Even at this stage there was evidence for deep oceans on Earth. Volcanic eruptions under water generate distinctive shapes known as pillow lavas. More to the point, these oceans had sky high iron content, not surprisingly. What they also had was some kind of photosynthesizing cyanobacteria, which is how the distinctive banded iron formations are created.

Now, there is a trick one can do, given tectonic activity, and moving plates. The plates will move around the planet, dragging the cratons with them. Cratons, for all their durability, are a fair bit lighter than the basalts that are erupted under the sea to create the sea floor. These eruptions happen along the fault lines that make up the oceanic ridges, pushing basalts outward.

As these basalts cool, they become denser and eventually slide under the cratonic plates, and sink towards the mantle, along with seawater, which makes the rock thinner.

These are the subduction zones. Alaska, California, Japan, Indonesia, the Andes, the Rockies, the Ring of Fire is where this process happens.

This thinner rock is heated and forced up to the surface. Some of it is molten, and gets erupted into igneous crust, like we see in Scotland, and the Black Mountains in England, when it passes over a hot spot, or mantle plume. Compared to the plates, this rock and water mix is frothy, and light.

This process is how continental crust is created, more or less, over geologic time. Fresh rock from the oceanic ridges, pushed outwards, cooling as it goes, until it is heavy enough to sink back to the mantle, except that the water makes the rock thin enough to be erupted via surface vulcanism, the lava flows become new land.
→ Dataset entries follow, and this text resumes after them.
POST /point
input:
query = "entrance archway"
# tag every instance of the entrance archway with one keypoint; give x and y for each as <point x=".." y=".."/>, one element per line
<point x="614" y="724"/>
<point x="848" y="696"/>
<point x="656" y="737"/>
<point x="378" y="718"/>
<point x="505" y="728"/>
This new land gets smashed into other new land at the subduction zones, or pulled apart which allows for more vulcanism, and more new land.
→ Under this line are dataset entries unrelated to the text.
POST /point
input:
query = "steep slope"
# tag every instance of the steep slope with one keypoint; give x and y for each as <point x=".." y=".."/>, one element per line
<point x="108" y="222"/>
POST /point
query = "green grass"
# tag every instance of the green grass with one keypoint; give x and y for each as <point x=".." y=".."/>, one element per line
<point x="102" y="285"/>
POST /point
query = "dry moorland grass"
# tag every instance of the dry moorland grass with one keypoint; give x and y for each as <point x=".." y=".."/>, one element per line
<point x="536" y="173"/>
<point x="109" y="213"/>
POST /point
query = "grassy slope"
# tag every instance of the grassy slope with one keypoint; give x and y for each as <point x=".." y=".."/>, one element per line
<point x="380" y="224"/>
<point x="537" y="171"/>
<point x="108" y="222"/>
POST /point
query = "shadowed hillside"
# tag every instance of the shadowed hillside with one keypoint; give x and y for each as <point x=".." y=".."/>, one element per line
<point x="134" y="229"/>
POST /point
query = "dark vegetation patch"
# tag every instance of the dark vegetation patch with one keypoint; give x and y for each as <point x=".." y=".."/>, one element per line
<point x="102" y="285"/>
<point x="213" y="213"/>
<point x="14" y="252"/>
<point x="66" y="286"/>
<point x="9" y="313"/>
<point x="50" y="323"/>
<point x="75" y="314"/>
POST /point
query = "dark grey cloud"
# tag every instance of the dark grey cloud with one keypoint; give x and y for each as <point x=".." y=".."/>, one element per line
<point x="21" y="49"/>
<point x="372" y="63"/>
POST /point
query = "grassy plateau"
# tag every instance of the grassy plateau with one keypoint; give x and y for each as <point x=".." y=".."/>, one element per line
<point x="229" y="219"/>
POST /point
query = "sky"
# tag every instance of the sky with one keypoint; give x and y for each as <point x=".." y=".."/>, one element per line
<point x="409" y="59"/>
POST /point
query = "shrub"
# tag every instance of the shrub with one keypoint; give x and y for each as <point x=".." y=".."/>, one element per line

Now, Earth possibly went through something called the Late Heavy Bombardment which would have brought a great deal of water bound in the rocks themselves. However, your planet may not have gone through this. YMMV.

Over time the continents will become bigger and bigger, and drift will eventually create a super Pangea type continent.

This structure will last for millions of years. There will be heavy rainfall near the shores, and a vast, world sized desert in the rain shadow created by the uplifting of the crust to create the continent. The salts you require will be all over the interior of the continent, which will be vast, but most of it would have been sea floor a few million years ago. There'll be your salt, as well as limestone, everything you might want, but almost no water.

The oceans and coasts will generate enough oxygen to create an ozone layer, so your desert can be utterly dry, like the Atacama, or the Gobi, and yet not sleeted with killing UV so life can exist.

I think that covers most of the requirements?